What do you believe makes a great leader?

By definition a leader needs followers. Giving people the confidence to achieve more than they would expect of themselves is vital.

 

What has been your biggest challenge in your current position?

Moving through the process of business transformation fast enough. You need to get segmentation, alignment and scale all working at the same time

 

How do you alleviate the stress that comes with your job?

I wouldn’t say I am a particularly stressful person. There’s been a lot of research lately that says spending time with animals is a significant way to cope with stress. If that’s the case I’m in good order as I enjoy horse riding and compete regularly. I also train one of my dogs in agility. In addition, I support the Riding for the Disabled Association and when you are exposed to some of the challenges our riders have, and are overcoming, you realise pretty quickly that you have a relatively stress-free life. RDA’s motto is “It’s what you can do that counts.”

 

When you were little, what did you want to be when you grew up?

To be frank I never gave it much thought. I was too busy enjoying being a kid.

 

Any pet hates in the workplace? What do you do about then?

As an SME we need our people to be flexible and willing to pitch in, so I’m always encouraging people to get stuck in and learn new skills that might not sit within their traditional role. 

 

Where do you see the company in five years time?
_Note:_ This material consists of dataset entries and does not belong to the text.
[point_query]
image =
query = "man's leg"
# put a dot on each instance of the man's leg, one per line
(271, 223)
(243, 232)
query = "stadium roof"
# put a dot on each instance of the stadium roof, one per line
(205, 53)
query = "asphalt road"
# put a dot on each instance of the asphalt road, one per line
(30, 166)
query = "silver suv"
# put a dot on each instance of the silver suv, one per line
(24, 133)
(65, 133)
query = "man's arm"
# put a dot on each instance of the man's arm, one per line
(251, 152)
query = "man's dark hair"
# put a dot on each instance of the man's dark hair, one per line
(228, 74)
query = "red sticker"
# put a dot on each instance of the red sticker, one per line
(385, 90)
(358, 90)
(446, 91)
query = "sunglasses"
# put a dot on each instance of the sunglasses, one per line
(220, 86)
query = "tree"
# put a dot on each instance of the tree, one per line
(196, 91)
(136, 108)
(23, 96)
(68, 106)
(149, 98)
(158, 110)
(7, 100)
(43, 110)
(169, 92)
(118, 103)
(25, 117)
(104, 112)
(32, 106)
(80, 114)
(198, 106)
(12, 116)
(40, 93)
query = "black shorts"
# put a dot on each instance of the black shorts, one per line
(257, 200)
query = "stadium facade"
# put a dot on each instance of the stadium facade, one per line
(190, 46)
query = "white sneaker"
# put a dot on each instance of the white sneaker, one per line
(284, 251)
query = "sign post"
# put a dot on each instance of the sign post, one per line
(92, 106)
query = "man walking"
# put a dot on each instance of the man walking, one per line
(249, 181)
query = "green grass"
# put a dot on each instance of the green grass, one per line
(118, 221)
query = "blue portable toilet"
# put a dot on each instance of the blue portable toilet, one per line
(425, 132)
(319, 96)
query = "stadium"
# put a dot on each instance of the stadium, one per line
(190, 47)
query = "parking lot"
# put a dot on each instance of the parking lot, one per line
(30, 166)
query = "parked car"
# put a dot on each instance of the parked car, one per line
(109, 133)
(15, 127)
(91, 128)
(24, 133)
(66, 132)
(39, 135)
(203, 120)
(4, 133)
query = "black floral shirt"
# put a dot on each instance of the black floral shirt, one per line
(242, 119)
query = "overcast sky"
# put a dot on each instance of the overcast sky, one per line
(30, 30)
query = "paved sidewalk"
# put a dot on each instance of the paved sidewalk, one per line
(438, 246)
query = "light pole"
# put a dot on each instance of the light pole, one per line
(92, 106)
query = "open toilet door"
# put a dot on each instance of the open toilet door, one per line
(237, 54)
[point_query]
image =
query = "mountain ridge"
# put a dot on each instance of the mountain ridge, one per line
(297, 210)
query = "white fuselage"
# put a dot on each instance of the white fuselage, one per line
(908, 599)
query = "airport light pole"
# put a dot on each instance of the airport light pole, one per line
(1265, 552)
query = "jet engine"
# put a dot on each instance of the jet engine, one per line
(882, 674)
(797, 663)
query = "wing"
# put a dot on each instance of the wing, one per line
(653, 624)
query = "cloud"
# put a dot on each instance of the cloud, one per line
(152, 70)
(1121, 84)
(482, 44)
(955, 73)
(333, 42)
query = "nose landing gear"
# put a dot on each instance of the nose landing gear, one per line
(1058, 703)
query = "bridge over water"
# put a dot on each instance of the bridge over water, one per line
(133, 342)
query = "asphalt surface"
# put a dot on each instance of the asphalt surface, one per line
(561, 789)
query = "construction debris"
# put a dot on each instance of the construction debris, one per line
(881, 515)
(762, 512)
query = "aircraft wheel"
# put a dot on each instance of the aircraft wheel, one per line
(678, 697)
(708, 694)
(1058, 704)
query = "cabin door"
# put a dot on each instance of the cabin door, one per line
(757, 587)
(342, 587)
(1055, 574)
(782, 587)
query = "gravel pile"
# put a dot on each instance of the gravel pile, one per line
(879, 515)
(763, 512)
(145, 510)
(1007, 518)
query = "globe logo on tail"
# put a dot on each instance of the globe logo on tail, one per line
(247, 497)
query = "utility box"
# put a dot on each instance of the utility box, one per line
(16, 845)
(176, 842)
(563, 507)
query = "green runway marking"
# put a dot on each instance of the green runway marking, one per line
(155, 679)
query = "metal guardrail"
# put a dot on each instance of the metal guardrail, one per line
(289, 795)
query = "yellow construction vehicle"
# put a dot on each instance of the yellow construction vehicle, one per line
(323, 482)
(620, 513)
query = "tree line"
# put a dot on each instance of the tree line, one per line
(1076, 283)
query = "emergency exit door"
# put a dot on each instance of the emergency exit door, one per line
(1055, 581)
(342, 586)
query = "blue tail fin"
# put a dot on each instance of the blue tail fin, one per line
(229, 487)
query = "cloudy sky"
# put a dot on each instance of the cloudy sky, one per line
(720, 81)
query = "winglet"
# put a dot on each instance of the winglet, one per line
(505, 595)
In many respects totally different from today, as the scale of what we do and whom we serve will explode as the world of research and healthcare embrace platform business models. I see our core differentiators of collaboration and trust only becoming more relevant. Our market at the moment is a B2B offering, but over time this will move to include a B2P element as the patient is given more direct control over access to and dynamic consent for use of their own data.

 

What advice would you give to an aspiring business leader?

You’re unlikely to look back and say “I wish I went slower or went to more meetings.” Sometimes you just need alignment to what you are doing and not consensus.